In conclusion, monkeypox virus causes disease in humans clinically similar to that caused by variola virus but it is an evolutionarily distinct virus, which we are seeing as a “living model” for the evolution and emergence of human pathogenic orthopoxviruses. Presently, monkeypox virus largely causes epizootic human disease. Although variola virus likely emerged from a zoonotic disease causing virus ancestor, the evolutionary changes in monkeypox virus are ones which we have the ability to, and need to characterize and observe in the present. Studies elucidating the factors which affect transmission, virus virulence, acquired or host genetic factors which predispose to disease susceptibility/virulence need to be better understood.
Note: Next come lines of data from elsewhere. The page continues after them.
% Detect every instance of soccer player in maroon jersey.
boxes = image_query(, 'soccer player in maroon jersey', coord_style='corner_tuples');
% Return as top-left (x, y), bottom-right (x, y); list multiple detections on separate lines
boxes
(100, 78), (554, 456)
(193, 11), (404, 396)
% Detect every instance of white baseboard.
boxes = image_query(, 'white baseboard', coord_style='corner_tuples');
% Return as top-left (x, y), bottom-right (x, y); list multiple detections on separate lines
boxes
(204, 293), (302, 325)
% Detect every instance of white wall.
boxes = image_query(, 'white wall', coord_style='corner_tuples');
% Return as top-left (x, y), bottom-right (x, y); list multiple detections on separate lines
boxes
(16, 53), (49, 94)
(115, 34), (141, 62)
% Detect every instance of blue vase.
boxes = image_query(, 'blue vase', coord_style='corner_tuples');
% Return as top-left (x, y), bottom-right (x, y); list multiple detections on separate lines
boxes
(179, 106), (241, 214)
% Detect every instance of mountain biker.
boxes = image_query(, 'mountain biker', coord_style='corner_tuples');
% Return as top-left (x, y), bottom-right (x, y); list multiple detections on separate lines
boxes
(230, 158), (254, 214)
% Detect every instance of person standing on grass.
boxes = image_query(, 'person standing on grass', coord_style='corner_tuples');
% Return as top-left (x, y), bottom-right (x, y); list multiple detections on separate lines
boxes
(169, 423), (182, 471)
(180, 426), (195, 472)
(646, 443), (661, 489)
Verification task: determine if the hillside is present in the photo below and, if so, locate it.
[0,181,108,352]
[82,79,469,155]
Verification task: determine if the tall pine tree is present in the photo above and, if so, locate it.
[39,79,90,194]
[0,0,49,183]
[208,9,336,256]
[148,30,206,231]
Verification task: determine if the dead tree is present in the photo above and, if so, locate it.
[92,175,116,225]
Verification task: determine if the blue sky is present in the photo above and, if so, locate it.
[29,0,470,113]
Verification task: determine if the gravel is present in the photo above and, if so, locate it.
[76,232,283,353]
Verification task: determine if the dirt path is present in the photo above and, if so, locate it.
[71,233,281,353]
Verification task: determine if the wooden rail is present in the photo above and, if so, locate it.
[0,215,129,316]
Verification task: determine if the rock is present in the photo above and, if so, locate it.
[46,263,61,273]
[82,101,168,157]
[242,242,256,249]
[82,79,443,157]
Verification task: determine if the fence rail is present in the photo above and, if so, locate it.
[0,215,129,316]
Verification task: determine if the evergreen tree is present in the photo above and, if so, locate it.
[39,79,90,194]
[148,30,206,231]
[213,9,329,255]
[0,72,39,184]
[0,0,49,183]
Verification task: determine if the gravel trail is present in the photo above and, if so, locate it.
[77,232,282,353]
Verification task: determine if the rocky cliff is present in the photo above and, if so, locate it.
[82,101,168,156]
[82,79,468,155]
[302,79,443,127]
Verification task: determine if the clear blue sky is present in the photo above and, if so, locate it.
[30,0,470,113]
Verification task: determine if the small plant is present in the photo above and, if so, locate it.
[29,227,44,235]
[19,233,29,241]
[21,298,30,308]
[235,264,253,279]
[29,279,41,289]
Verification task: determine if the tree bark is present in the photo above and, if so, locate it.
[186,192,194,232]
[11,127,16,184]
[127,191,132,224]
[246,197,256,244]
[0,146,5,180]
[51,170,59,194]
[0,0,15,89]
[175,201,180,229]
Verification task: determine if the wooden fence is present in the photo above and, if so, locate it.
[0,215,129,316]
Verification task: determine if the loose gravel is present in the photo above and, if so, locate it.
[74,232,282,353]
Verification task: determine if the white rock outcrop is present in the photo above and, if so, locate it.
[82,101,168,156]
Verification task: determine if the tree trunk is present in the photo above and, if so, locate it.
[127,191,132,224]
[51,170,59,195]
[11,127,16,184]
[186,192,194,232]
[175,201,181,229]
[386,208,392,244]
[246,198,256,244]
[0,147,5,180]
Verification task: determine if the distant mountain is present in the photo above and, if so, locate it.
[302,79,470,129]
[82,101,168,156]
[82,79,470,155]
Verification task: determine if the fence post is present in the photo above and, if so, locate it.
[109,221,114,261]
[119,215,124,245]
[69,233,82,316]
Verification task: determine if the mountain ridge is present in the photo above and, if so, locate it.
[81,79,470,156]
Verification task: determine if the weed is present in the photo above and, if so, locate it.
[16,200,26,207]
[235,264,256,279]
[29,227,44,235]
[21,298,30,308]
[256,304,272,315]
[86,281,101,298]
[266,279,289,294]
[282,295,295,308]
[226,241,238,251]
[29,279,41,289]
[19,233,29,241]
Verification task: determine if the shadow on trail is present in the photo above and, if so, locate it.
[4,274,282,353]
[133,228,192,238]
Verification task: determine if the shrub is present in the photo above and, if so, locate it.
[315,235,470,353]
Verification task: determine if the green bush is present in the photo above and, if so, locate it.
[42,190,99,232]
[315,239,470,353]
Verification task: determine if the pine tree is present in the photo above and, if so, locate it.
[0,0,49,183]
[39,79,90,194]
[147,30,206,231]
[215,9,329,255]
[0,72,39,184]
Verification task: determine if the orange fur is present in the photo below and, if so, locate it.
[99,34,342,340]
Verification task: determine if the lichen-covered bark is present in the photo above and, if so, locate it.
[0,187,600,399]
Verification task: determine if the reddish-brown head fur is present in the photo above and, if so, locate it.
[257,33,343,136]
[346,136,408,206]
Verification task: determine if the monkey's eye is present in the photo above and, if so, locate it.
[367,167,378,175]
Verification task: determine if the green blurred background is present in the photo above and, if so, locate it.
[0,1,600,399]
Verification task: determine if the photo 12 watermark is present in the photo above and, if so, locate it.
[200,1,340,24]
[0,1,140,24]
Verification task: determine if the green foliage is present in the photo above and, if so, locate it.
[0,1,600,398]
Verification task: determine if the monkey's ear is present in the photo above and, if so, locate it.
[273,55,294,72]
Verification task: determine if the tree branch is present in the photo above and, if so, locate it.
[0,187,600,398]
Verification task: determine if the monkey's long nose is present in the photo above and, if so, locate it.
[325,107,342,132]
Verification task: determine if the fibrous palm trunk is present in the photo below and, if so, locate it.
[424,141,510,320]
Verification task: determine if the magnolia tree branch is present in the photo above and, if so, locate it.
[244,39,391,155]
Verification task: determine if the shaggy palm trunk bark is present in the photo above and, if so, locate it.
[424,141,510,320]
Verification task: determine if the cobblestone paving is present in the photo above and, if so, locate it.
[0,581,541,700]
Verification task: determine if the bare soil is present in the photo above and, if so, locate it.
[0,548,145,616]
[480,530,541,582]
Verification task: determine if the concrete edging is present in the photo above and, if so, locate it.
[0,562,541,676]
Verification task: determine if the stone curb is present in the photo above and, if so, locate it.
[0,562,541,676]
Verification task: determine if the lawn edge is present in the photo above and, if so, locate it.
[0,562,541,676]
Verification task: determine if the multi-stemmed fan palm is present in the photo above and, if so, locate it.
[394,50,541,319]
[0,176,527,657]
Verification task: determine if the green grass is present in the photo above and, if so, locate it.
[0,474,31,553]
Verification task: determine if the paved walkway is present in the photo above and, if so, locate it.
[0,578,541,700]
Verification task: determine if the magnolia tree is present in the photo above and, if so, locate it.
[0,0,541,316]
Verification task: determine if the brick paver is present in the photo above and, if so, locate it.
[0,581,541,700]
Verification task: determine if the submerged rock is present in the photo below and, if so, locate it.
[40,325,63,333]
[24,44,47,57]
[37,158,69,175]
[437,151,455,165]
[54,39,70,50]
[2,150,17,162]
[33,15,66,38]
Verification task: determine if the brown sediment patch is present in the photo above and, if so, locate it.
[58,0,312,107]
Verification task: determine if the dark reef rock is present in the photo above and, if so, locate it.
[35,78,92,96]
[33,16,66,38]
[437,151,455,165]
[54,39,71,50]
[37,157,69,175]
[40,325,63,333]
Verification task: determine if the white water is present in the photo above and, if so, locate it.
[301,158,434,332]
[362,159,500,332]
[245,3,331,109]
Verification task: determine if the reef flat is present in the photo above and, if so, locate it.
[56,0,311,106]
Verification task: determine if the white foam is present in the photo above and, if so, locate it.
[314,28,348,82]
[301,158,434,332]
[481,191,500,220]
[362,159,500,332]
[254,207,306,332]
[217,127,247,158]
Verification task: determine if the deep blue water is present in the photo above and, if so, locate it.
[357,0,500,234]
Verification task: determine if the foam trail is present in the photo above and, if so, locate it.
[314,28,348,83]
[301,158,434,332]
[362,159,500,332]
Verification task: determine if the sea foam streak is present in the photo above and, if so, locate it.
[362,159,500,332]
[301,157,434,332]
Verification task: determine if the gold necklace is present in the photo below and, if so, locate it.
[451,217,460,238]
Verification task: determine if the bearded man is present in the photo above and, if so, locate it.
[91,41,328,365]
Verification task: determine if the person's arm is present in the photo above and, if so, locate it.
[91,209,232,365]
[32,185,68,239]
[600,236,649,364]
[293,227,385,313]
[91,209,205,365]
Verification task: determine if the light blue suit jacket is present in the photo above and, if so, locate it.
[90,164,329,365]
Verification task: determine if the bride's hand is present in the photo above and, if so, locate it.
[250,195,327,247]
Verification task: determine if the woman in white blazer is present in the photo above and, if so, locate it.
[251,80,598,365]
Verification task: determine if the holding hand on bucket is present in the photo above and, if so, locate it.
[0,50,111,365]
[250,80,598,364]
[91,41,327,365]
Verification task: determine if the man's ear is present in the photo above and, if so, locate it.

Reservoir, amplifying and transmitting hosts need to be characterized in tandem with characterization of human disease—“inducing” behaviors. In turn, this knowledge will provide the information necessary to apply appropriate disease control and prevention measures – whether education, behavior modification, or vaccination and/or therapeutics utilization. The use of our current smallpox vaccine has been debated, as the uncertainty of HIV/AIDS prevalence in some areas may be a barrier to widespread, safe use of this approach. However, as less-reactogenic smallpox vaccines have been further developed, as part of smallpox preparedness research efforts, the use of these measures may be of benefit in reducing the burden of monkeypox disease. Similarly, the use of antiviral agents which have been developed as part of the smallpox research agenda, may have additional benefit in treating monkeypox disease.